Bamford uses this uncertainty to open up the "second leaker" concept:
And there’s another prospect that further complicates matters: Some of the revelations attributed to Snowden may not in fact have come from him but from another leaker spilling secrets under Snowden’s name. Snowden himself adamantly refuses to address this possibility on the record. Some have even raised doubts about whether the infamous revelation that the NSA was tapping German chancellor Angela Merkel’s cell phone, long attributed to Snowden, came from his trough.
But we know for a fact some things didn't come from him, because when Appelbaum leaked the catalogue of NSA spy gadgets like the device that can get into the Cisco router, Greenwald said it wasn't a Snowden document. It was published in Germany. Since Snowden won't tell us, we have to conclude this is a Russian caper. Snowden is either the decoy to hide the fact of the mole, wittingly or unwittingly, therefore what he took is only part of the story, and his claim that he doesn't show anything to the Russians is irrelevant, because he's an exploited "umbrella". Or he's in on it from the beginning.
I think we can be fairly certain they don't know what they took, because there are certain documents -- like the one mentioning spying on human rights groups or Israel -- that would have come out much earlier when they still have more attention than they do now -- IF they had found them.
Bamford thinks it's a "nightmare" only for the NSA that the NSA doesn't know what they took, but it's equally so for the stealers, because they can and apparently are being exploited by moles.
Poitras won't answer questions about this prospect of the second leaker, which raises the intriguing question of whether SHE is the Russian spy working with WikiLeaks and using Snowden as a patsy.
But no matter, it's all part of the "national conversation" bullshit supposedly about our civil liberties.
Bamford notes, "Just of the Army, Snowden landed a job as a security guard at a top-secret facility that required him to get a high-level security clearance."
HOW DID HE DO THAT!!!
I wish we could get a lot more curiosity about this!
An now, this gem:
Another concern for Snowden is what he calls NSA fatigue—the public becoming numb to disclosures of mass surveillance, just as it becomes inured to news of battle deaths during a war. “One death is a tragedy, and a million is a statistic,” he says, mordantly quoting Stalin. “Just as the violation of Angela Merkel’s rights is a massive scandal and the violation of 80 million Germans is a nonstory.”

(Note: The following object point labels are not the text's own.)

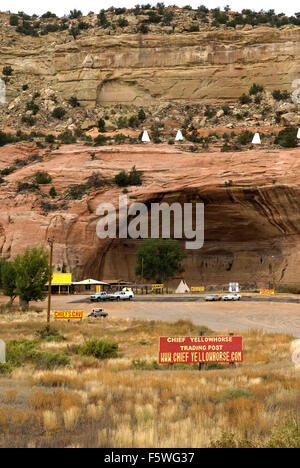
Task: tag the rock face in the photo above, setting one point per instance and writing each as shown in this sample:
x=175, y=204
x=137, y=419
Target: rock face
x=252, y=221
x=207, y=66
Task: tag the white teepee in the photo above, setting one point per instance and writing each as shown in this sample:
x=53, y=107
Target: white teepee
x=145, y=137
x=179, y=136
x=182, y=288
x=256, y=139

Well, let me tell you why it's a non-story! Because there isn't any "violation of 80 millions Germans' rights"! THAT is the problem. There is no evidence even of Merkel's case, let alone the 79.99 million others!
I guess I can't complain in the end. Because these fatuous and self-serving article can't help dropping clues -- clues that smarter and more honest journalists like Kelley willing to tackle all the patent bullshit in this narrative can pick up and mine for truth. So keep it coming. I have no doubt that in the end, the facade will crack and we will get the real story -- which will likely be about Russia, a Russian mole, WikiLeaks, and hackers -- and not the innocence of Snowden.